Als er wordt gesproken over het onderwijs van morgen dan kun je niet meer om elektronische snufjes heen. Althans, volgens websites en publicaties die over het onderwijs gaan. Het twitteren is niet van de lucht en sociale media zijn de nieuwe heilige graal. Je loopt achter als je je niet conformeert aan deze nieuwe religie. ‘Je vergeet de leerlingen’, hoor ik visionairs weleens zeggen. Maar hoe je het ook wendt of keert: voor leerlingen is school een noodzakelijk kwaad.
Strooigoed
Leerlingen – én docenten – zien door de bomen het bos niet meer. Er is zo ontzettend veel ‘leuke’ informatie voor handen dat je niet meer weet waar je moet beginnen. Hoe behoud je de aandacht voor jouw interessegebieden in die brij van jolijt? Hoe kun je leerlingen laten ontdekken dat bètaonderwijs hartstikke leuk is, zonder hen zaken op te dringen? Speciale projecten kunnen soelaas bieden, maar er zijn eenvoudigere en efficiëntere manieren: breng bijvoorbeeld wat strooigoed in uw leslokaal.
Knagende vragen
Mijn oudste zoon zit in 5 vwo, profiel economie en maatschappij. In de derde klas was zijn laagste cijfer voor de bètavakken een zeven. Waarom koos hij dan niet voor een natuurprofiel? Ik kon praten als Brugman, maar uiteindelijk ging hij toch zijn eigen weg.

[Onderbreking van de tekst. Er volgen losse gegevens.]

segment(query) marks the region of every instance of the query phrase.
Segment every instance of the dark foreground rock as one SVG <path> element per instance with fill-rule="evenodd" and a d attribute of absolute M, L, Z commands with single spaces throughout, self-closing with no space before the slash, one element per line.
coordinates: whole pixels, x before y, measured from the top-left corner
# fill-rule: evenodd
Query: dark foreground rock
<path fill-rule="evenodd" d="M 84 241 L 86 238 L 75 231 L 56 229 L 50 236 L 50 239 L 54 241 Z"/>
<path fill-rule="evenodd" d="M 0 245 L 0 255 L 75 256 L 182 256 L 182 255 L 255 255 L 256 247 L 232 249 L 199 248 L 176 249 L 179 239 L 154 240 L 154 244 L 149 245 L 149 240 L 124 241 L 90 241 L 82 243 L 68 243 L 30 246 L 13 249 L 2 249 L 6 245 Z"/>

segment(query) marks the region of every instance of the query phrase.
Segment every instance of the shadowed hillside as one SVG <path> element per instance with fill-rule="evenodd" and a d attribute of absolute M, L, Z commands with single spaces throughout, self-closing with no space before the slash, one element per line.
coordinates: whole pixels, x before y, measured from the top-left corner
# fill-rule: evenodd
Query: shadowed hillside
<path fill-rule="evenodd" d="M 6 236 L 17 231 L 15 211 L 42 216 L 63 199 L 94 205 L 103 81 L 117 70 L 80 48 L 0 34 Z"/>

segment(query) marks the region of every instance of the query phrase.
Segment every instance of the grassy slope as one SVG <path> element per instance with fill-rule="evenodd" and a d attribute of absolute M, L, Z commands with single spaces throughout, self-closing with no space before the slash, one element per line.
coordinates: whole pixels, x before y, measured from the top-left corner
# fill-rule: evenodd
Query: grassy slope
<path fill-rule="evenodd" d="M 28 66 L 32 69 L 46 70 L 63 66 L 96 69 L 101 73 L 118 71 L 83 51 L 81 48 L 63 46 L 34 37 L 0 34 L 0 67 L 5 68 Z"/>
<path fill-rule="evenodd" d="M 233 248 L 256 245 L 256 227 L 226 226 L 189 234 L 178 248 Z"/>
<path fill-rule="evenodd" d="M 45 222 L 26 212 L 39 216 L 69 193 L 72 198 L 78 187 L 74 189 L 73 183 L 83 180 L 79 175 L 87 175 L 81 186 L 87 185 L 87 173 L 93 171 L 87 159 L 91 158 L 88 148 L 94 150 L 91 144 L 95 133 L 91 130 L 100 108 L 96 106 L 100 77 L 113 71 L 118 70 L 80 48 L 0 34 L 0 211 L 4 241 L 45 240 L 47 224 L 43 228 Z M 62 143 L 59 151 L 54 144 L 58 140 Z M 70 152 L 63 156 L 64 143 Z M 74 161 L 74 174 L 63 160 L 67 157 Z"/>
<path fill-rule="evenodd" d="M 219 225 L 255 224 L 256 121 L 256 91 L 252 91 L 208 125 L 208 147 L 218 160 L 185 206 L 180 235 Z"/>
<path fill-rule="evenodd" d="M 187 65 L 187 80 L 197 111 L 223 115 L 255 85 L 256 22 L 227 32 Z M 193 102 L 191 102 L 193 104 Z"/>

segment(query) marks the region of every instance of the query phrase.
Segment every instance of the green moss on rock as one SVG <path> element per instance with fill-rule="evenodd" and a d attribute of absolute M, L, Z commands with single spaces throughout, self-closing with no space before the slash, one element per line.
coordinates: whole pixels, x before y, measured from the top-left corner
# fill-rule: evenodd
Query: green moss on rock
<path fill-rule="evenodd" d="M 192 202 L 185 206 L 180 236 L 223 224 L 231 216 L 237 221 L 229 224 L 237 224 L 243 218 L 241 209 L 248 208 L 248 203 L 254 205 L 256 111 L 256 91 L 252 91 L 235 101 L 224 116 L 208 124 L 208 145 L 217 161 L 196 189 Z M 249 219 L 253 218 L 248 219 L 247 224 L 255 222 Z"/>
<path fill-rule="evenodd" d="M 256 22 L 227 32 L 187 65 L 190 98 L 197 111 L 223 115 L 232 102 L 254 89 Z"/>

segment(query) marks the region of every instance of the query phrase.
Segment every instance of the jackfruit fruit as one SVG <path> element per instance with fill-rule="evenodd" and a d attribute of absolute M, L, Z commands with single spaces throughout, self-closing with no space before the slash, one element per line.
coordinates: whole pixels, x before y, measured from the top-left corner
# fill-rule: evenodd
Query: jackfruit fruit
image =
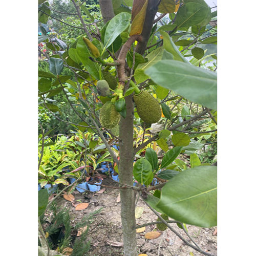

Vorig jaar bood Malmberg de lezers van haar elektronische nieuwsbrieven het boek ‘Knagende Vragen’ aan. Auteur Bram Vermeer bespreekt in dit boek allerlei alledaagse verschijnselen. Op de omslag staan vragen als ‘Waarom is snot lekker?’ en ‘Waarom kun je jezelf niet kietelen?’. Dat boek heeft enkele dagen thuis op de salontafel gelegen. Voordat mijn kinderen ’s-ochtends naar school moesten vochten ze erom. Een dertien- en een zestienjarige die vechten om een boek over natuurwetenschappelijke zaken… Toen zag ik het licht.
Ideale bronnen, ook in de klas
Sinds het effect van ‘Knagende Vragen’ zorg ik altijd voor strooigoed in huis. De jongste aanwinst is het (gratis) eerste deel van ‘Wetenschap – de grote ontdekkingen’, uitgegeven door de Volkskrant. Op de meest onverwachte momenten pakken mijn jongens dit zeer toegankelijke werkje en lezen ze over sterrenobservaties, het wiel en over (al)chemie. Bètawetenschappen interesseert hen ineens bovenmatig.
Waarom introduceren we geen strooigoed in de klas? Bij fysiek strooigoed, zoals een boek, vind ik de toegankelijkheid groter dan bij bijvoorbeeld een tablet. Even ongestoord bladeren, gewoon omdat het er ligt. Toch kan het geen kwaad om een selectie YouTube-filmpjes te plaatsen bij ieder hoofdstuk dat u behandelt. Laat uw leerlingen maar lekker struinen.
Mijn oudste zoon heeft zijn hart gevolgd en economie en maatschappij gekozen, maar regelmatig komt hij uit de bibliotheek met een boek over natuurwetenschappen. In tegenstelling tot de dwang van lesmethoden bepaalt hij zélf waar hij meer over wil leren. Ik ben er daarom ook van overtuigd dat strooigoed de perceptie dat bèta saai en moeilijk is, in enige mate kan bijstellen
Maakt u weleens gebruik van strooigoed in de klas?